Notably, Gia Carangi, a fashion model credited with starting the whole supermodel craze of the 1980s, appears in this video. She was a strong supporter of group Blondie. However, she died of AIDS, which swept throughout New York like a storm at this time. Gia’s story was told in the movie “The Self-Destruction of Gia.” Anyways, she’s wearing sunglasses and arrives at the club around the same time as the apocalyptic horseman.

Perhaps, Andy Warhol tries to make a connection between the horseman of plague and Garangi when they arrive at the same time at the club. However, how could Warhol know Carangi would die of AIDs at this time. And how could we know AIDs would sweep the world. After all, it was 1979 when the song was released. Anyways, the video is open to interpretations and suggestions in much like all Andy Warhol videos.

That being said, this is a Warhol video. Everything is neon pastels like Warhol paintings. Definitely, you can feel Andy Warhol’s influence in this video.

Now, here’s a fun fact: Debbie Harry’s look, from this Atomic video, was the inspiration for the character, Harley Quinn, in the movie “Suicide Squad.” The Debbie Harry looking t-shirt, belt, gloves, and shorts were incorporated into Margo Robbie’s version of Harley Quinn. Further, this Debbie Harry look will continue in the movie “Birds Of Prey” to be released in 2020, which stars Margo Robbie as Harley Quinn.

In regards to the dancers, you even see Fab Five Freddy, a hiphop pioneer and later host of “Yo MTV Raps.” He’s part of this post-apocalyptic rave at a warehouse. Everyone in the video is dancing.

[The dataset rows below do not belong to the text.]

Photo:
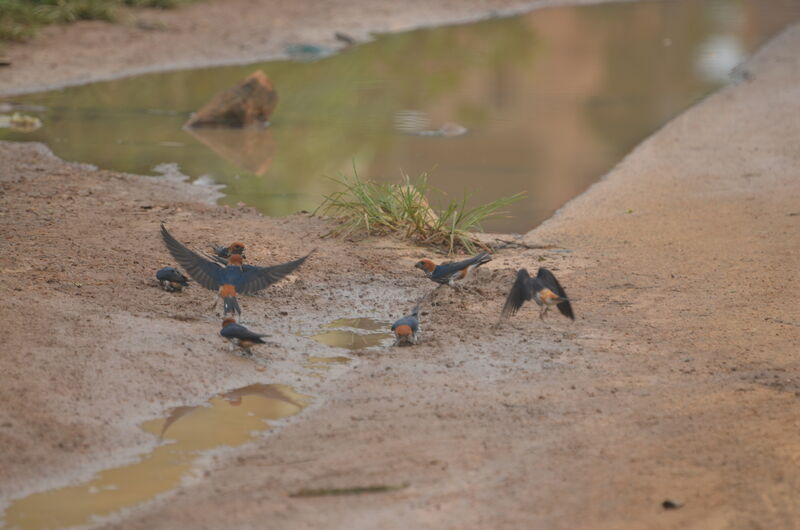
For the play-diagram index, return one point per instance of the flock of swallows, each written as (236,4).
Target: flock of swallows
(226,273)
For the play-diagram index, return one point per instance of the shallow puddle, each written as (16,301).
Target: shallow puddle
(551,100)
(369,324)
(348,333)
(229,419)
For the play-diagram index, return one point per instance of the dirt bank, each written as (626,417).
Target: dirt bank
(677,381)
(215,32)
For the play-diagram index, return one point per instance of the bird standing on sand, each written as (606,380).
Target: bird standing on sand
(228,280)
(448,273)
(240,335)
(545,291)
(406,329)
(226,252)
(171,280)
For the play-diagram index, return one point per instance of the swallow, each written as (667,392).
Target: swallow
(407,329)
(171,280)
(448,273)
(228,280)
(545,291)
(240,335)
(226,252)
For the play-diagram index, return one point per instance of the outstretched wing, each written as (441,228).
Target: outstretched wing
(520,293)
(548,279)
(202,270)
(257,278)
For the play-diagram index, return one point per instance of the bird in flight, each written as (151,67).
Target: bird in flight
(228,280)
(544,289)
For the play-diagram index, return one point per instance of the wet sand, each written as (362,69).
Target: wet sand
(677,381)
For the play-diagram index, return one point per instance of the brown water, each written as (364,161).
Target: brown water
(230,419)
(551,100)
(353,334)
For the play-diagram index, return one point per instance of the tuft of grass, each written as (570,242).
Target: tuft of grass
(366,207)
(19,19)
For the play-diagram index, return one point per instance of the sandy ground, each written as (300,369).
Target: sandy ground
(677,381)
(220,32)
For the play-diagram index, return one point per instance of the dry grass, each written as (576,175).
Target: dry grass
(365,207)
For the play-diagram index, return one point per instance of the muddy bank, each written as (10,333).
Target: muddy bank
(215,32)
(677,381)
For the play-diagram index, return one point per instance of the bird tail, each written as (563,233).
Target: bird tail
(566,309)
(231,305)
(520,293)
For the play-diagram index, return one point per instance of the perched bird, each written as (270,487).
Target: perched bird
(225,252)
(228,280)
(407,328)
(545,291)
(240,335)
(447,273)
(171,280)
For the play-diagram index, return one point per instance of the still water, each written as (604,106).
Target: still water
(227,420)
(551,100)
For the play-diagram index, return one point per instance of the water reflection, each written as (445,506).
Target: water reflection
(230,419)
(551,100)
(349,334)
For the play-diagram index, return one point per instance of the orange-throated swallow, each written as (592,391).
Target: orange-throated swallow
(406,330)
(448,273)
(545,291)
(226,252)
(240,335)
(171,280)
(228,280)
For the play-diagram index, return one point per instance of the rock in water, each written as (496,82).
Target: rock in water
(251,102)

Throughout the video, Christ Stein, Debbie Harry’s boyfriend and founder of the new wave band Blondie, plays like a robot while wearing a pastel lab coat. Stein seems to be dressed like a mad scientist. Moreover, he seems to be making movements with his guitar and hands as to suggest showing off Frankenstein creations: Debbie Harry and the band mates.

In another scene, Stein moves his fingers. At that instant, the bowtie guy seems to play his bass as if being possessed by Stein to do it. As well, in the next scene, he seems to be controlling Gia’s and Fab Freddy Five’s dancing. Clearly, Stein was a puppet master.

Oddly, Debbie Harry does a strange dance with the horseman of plague. They shake, jerk, and spaz together to the beat of the song. The horseman and Debbie don’t look comfortable in their skin or something is under their skin. That being said, they could be on drugs or have a disease; whatever the case, its still a plague.

Also, in this video, there’s lots of multicolored dancers. They are wearing multicolored rain coats. There’s even a disabled, dancing girl with a missing eye with some sort of silver rings on her head. Plus, a girl in a green coat sways to the beat. These people dance like robots.

I like the scene with the guitar guy and the bowtie. He just seems to be standing there with a bowtie and playing his guitar in the background. At one point, while Debbie and the horseman are doing the strange dance, they both turn to the bow tie guy and seem to want to say, ‘Join in’. However, he goes back to posing in the video.

Meantime a Fab Five Freddy looking guy dances around in video. He seems to be futuristically dressed. I am not sure if he’s the real Fab Five, but Fab Five did appear in later videos of Blondie’s like “Rapture.”

While most people will remember this song from the 80s, the tune has been used in the 2000s. A video game company, BMG Interactive, picked up this song for their “Grand Theft Auto” video game. Also, the song was used in a Youtube video featuring the Trainspotting movie.

In conclusion, Atomic is open to many interpretations. One being, it’s about biblical post apocalypse times. Also, the video touches on diversity with the multicolored dancers in coats. We even see hiphop culture, which was new at this time. As well, too, the video seems to be about Gia Carangi. Of course, it’s a Andy Warhol video. “Atomic” is a classic song for Blondie in my opinion.